Nuclear energy does not fit within such a sustainable energy chain, says Brinkman. Because of the risk, albeit very low, of a fatal nuclear disaster. But also because a reduction of CO2 emissions is something else than sustainable. “For nuclear energy, we first need uranium, while we have to get rid of raw materials. No solution has yet been found for nuclear waste. We still don’t know enough about the harmful effects.”
Is sun and wind so clean?
The pro-nuclear movement RePlanet, on the other hand, believes that wind turbines and solar cells can also be criticized. Rare earth metals are important for its development. The production of rare earth metals is harmful to the environment and largely takes place in China. And how sustainable is it if we also import batteries and solar cells from China, all the way from the other side of the world, RePlanet wonders rhetorically.
But a disadvantage of nuclear energy is that the construction of plants takes years and we do not have that time, opponents say. Climate change continues and it is not until the mid-thirties that any new nuclear power plants can go into operation.

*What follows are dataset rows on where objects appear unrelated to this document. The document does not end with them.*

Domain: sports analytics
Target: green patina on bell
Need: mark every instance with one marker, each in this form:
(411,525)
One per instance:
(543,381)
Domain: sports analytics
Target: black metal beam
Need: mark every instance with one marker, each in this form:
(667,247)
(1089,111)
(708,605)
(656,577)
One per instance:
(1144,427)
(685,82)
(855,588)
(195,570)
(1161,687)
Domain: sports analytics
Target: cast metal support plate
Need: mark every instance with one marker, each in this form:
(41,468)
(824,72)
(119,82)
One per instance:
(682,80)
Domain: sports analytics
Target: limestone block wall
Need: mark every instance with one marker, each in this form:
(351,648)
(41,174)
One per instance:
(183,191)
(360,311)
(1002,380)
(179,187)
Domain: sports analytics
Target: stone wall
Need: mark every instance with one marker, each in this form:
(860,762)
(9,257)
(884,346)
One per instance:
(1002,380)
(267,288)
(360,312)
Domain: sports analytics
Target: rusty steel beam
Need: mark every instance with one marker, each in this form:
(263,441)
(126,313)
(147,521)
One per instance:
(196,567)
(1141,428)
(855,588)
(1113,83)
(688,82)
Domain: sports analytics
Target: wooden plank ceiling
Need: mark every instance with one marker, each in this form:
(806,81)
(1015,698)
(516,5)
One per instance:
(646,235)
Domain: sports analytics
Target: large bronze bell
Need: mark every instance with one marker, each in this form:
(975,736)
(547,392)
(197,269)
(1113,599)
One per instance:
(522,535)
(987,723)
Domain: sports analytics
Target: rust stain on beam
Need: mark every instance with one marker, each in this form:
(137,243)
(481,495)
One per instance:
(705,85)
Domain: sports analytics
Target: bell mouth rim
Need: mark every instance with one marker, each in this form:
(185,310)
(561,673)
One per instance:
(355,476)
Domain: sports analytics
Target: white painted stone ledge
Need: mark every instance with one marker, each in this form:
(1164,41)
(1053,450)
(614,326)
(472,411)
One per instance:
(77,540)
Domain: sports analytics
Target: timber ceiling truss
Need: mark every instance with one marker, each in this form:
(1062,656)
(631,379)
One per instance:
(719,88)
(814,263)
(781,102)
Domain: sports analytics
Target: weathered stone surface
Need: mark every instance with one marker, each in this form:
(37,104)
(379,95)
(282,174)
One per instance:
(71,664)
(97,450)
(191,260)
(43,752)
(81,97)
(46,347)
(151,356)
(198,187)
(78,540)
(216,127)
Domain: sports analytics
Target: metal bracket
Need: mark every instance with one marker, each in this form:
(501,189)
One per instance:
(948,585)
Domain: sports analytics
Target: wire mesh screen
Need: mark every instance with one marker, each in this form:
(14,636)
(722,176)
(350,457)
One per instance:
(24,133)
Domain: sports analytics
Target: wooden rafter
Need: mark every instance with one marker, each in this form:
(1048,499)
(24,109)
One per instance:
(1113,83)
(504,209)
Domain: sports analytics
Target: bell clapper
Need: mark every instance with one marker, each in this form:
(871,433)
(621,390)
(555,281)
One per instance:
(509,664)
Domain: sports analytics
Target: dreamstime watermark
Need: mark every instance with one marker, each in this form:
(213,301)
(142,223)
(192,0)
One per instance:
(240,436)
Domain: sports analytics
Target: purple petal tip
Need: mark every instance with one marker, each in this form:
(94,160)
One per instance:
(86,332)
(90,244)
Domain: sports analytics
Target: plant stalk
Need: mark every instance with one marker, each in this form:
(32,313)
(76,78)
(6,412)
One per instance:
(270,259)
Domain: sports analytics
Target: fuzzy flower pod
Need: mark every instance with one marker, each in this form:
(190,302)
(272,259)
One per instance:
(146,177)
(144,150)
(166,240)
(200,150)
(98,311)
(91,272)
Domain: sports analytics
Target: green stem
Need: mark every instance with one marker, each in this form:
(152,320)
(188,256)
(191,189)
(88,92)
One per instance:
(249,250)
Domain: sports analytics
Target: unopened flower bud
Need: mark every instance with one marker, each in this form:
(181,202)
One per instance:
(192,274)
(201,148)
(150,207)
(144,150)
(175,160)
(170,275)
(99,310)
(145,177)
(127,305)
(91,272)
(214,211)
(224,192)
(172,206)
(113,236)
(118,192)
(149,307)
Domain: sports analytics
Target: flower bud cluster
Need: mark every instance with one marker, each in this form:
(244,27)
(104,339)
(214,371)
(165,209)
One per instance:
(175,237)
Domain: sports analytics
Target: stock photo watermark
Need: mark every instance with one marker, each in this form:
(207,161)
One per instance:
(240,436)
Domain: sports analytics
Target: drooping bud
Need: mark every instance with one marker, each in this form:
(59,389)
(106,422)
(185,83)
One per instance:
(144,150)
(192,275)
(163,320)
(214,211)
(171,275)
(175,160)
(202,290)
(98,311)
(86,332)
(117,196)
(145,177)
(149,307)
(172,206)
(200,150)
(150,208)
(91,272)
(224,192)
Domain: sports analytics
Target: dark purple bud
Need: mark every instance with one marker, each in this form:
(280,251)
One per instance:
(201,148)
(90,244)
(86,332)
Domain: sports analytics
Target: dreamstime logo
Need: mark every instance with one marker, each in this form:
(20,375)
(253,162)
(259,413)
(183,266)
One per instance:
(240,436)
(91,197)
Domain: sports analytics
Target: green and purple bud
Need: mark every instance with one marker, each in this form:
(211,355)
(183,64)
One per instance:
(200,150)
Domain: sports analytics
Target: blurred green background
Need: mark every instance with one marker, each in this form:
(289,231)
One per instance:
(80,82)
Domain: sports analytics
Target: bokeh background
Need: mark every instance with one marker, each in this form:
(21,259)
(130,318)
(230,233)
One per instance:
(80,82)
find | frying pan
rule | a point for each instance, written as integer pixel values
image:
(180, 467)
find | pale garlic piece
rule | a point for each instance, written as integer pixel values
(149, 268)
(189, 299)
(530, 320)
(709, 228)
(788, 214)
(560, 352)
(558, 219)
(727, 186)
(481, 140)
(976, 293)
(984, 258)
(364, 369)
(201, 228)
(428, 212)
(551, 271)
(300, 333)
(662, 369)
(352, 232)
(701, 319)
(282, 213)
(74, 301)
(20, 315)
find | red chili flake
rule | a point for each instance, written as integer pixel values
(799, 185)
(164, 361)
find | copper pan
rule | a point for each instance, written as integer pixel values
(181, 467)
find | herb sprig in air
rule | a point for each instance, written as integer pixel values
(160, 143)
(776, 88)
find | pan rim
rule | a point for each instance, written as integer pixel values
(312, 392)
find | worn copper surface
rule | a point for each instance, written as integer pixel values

Nevertheless, we can also achieve the Cabinet’s goal of having a climate-neutral energy system by 2050 with nuclear energy, according to recent research by research agency TNO. But we can also achieve that target without nuclear energy.
What is the difference then? The amount of energy we need. If we focus on energy savings, new nuclear power stations will not be necessary to achieve the climate targets. But if the energy demand is ‘high’, it is financially more advantageous to also open nuclear power stations, sees TNO. “That’s where you get to the crux of the discussion,” says Brinkman. “Are we going to change our lifestyle and save energy, or not?”